Okay, you will never actually use this word outside of historical novels about the navy, but it is a neat word nonetheless.
I love it. Almost as much as I love the English penchant for inserting an invisible F into "lieutenant". It is so very Greek-sounding and counterintuitive.
Heh. I've reached the point where I use the English pronunciation for my fictional characters of that rank, but the American one for my nephew in the National Guard. It's just so fun to say. Lef-tenant, lef-tenant, lef-tenant.
Potawatomi is almost as fun to say as Titicaca.
NOTHING is more fun than saying "Titicaca."
There are the Illinois towns of Cairo and Marseilles. Out-of-staters can always be spotted by how they say these two--not pronounced like they are in Europe, of course, but "CAY-ro" and "Mar-SAILS," instead.
(I can say it--Squim, FWIW--I just can't ever remember how to spell it unless I think "see-quim", which, err, is actually kinda vulgar, now that I think about it.)
Heh. Now I'll think of it that way, and giggle like a 12-year-old. Before I'd just thought, "sequin with an M."
Alabama is short on pronunciation traps. Sylacauga is the only one I can think of off the top of my head. We have lots of long N.A. place names, but most of them have intuitive pronunciations--nothing tricky about Tuscaloosa or Tallapoosa.
I know!
Gold star for Sue.
The 'weskit' thing isn't snotty. Is it just an older pronunciation? I know people with titles who happily say waistcoat.

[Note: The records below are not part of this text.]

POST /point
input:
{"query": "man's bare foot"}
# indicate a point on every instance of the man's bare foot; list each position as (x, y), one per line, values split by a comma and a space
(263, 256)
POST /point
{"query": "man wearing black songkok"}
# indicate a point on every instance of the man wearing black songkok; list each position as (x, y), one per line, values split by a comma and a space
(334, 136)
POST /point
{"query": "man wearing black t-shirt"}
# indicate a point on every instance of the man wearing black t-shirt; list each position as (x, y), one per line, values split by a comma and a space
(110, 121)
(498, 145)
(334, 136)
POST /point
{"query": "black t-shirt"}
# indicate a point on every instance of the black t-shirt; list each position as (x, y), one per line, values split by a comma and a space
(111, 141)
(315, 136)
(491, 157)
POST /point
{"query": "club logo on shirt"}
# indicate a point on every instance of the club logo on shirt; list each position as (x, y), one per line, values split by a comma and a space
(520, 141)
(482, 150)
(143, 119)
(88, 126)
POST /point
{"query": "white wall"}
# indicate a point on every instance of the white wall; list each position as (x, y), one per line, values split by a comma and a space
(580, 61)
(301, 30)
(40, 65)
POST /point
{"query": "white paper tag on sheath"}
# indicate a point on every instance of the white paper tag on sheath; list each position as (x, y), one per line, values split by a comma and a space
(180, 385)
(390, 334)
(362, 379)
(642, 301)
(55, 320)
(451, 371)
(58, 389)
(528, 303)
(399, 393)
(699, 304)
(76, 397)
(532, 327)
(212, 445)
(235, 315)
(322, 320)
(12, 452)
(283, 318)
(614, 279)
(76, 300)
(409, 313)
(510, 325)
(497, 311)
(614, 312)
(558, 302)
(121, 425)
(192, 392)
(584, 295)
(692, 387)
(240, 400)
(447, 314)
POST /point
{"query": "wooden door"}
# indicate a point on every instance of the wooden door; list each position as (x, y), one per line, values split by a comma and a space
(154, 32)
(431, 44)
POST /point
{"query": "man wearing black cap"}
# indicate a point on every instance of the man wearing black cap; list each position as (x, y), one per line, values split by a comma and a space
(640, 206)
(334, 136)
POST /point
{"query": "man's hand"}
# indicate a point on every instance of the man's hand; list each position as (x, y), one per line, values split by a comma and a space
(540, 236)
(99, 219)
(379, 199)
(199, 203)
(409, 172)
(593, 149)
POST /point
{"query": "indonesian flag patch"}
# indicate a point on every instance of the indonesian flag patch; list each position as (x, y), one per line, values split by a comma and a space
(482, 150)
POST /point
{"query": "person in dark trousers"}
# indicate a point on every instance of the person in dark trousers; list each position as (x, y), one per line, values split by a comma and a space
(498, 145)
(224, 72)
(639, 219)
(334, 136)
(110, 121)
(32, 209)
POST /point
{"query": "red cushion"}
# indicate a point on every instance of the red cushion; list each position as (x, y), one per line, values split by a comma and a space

I first learned the mysterious pronunciation of 'colonel' whilst playing Cluedo as a kid. And then took great joy in mocking all the kids who pronounced it wrongly when I played with
them.
Good times.
Okay, you will never actually use this word outside of historical novels about the navy, but it is a neat word nonetheless.
You must not have any family what works on ships, else you'd hear it lots.
Heh. Now I'll think of it that way, and giggle like a 12-year-old. Before I'd just thought, "sequin with an M."
I'd never actually thought of it that way (the vulgar way--see quim was PERFECTLY INNOCENT in my head) until, literally, when I typed it upthread. Now I can't stop giggling at it.
Ah, yes, pizzicato. "Ow. Ow. Ow. Okay, boring, and also, ow!"
I still distinctly remember this thing--good Lord, I think I even remember the name, it was "Festique"--that I played in middle school where the violas repeated the same measure something like fifty-seven times. I can still hum it, fourteen years later.
I think you misspelled "The Nutcracker Suite".
Signed,
Wants to Commit Bloody Murder Every Christmas
what pronunciation bugs me? Film with two syllables. Fill-um. It's just wrong.